OK, this I do not understand. How does 2ndOL "sort of assume that we can simply know what finite means"? That seems like an extraordinarily imprecise characterization of 2ndOL. 2ndOL is a formal system just like 1stOL. Neither one lets you "wave your hands" about anything AFAICT.


Read https://plato.stanford.edu/entries/logic-higher-order/ if you wish.

I view the "for all properties" bit as handwaving. See particularly section 6 of that article, which at one point gives:

The semantics of second-order logic depending on these hard questions of set theory puts second-order logic into the same “basket” with set theory. Criticism of set theory becomes criticism of second-order logic and vice versa.

My Constructivist tendencies are due to my discomfort with accepting the validity of set-theoretic constructions with decisions based on unverifiable truths. Accepting second order logic requires accepting quantifying over similar collections of unverifiable claims.

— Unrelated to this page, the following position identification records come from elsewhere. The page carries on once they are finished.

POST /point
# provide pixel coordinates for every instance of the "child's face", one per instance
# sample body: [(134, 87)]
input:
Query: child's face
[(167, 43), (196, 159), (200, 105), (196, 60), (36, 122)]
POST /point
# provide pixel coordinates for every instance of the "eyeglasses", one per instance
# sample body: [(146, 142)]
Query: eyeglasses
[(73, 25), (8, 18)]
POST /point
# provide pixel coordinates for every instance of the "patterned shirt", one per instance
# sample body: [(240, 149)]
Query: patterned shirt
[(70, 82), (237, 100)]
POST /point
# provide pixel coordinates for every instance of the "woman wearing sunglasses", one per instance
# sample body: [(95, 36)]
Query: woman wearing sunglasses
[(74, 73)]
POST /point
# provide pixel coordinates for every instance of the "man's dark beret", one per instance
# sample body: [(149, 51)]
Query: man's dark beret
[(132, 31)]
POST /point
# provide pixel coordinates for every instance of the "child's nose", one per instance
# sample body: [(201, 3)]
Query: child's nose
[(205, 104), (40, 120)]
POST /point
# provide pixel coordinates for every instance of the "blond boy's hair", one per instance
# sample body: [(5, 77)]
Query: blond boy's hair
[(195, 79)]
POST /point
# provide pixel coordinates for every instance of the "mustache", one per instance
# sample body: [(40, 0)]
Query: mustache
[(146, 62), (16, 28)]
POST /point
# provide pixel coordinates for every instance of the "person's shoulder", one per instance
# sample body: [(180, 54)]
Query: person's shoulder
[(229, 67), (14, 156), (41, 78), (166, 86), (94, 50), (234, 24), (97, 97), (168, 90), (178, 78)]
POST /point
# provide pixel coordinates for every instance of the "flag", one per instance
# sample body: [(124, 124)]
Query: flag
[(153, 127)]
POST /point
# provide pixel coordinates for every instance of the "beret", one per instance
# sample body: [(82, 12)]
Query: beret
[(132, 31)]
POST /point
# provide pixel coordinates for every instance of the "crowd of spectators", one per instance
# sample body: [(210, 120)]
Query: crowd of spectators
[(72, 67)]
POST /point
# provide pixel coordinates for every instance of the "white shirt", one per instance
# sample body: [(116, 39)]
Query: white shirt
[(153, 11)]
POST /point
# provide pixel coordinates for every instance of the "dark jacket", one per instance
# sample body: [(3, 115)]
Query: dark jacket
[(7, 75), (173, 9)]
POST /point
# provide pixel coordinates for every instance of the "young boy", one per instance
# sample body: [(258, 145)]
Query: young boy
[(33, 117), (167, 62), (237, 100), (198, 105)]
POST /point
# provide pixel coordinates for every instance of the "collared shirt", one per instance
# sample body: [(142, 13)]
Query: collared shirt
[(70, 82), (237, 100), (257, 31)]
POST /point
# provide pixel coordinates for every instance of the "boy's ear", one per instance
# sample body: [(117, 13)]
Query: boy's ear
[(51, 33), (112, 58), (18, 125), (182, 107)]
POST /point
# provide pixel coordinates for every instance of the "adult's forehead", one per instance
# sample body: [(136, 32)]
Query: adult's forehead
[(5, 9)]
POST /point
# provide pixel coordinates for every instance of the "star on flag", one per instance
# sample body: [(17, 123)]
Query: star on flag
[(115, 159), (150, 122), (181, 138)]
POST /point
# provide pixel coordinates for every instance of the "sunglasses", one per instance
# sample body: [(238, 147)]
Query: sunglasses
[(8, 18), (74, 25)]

I'm going to be no more sympathetic.


Thanks.


In any model of PA, all natural numbers will be finite by this definition. Even if we, from outside of the model, know that many of them aren't.

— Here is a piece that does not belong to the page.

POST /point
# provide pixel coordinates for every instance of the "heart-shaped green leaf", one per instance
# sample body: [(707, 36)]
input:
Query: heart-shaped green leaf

You've been presented with two different ways to prove this, and a standard textbook. Perhaps read the textbook?

On your aside, in PA there is one element that is not the successor of any other. And it likewise has no predecessor. (It is a matter of convention whether you call that special number 0 or 1.) That special number is always the base case of all induction proofs.


You don't define it.

You list things that you want to be true of it. The Peano Axioms are examples. But no matter how long your list gets, it can always get longer. For example we can ask whether a particular polynomial has integer roots. See https://en.wikipedia.org/wiki/List_of_statements_independent.... (It doesn't, but you can't prove that in ZFC.)

Even so, there is always an, "...and so on." You never finish, because finite does not actually have a finite definition.

Second order logic gets around it because you can say something that simultaneously implies all the things that you want to say about "finite" in one go. Such as, "All possible functions from itself to itself that are onto are also one-to-one." A first order model need not capture the full intent of this statement, because it does not contain all possible functions. As we can see when we look at a model from within other models.

But when I look at what the second order idea of "all possible functions" actually means, I think we're just begging the question of what it means to be finite.

The way that I think about it is that some things are finite. Some things are infinite. And some things on the boundary are not yet determined. But then again, I do have Constructivist sympathies. And this is not a point of view that most mathematicians are very sympathetic towards.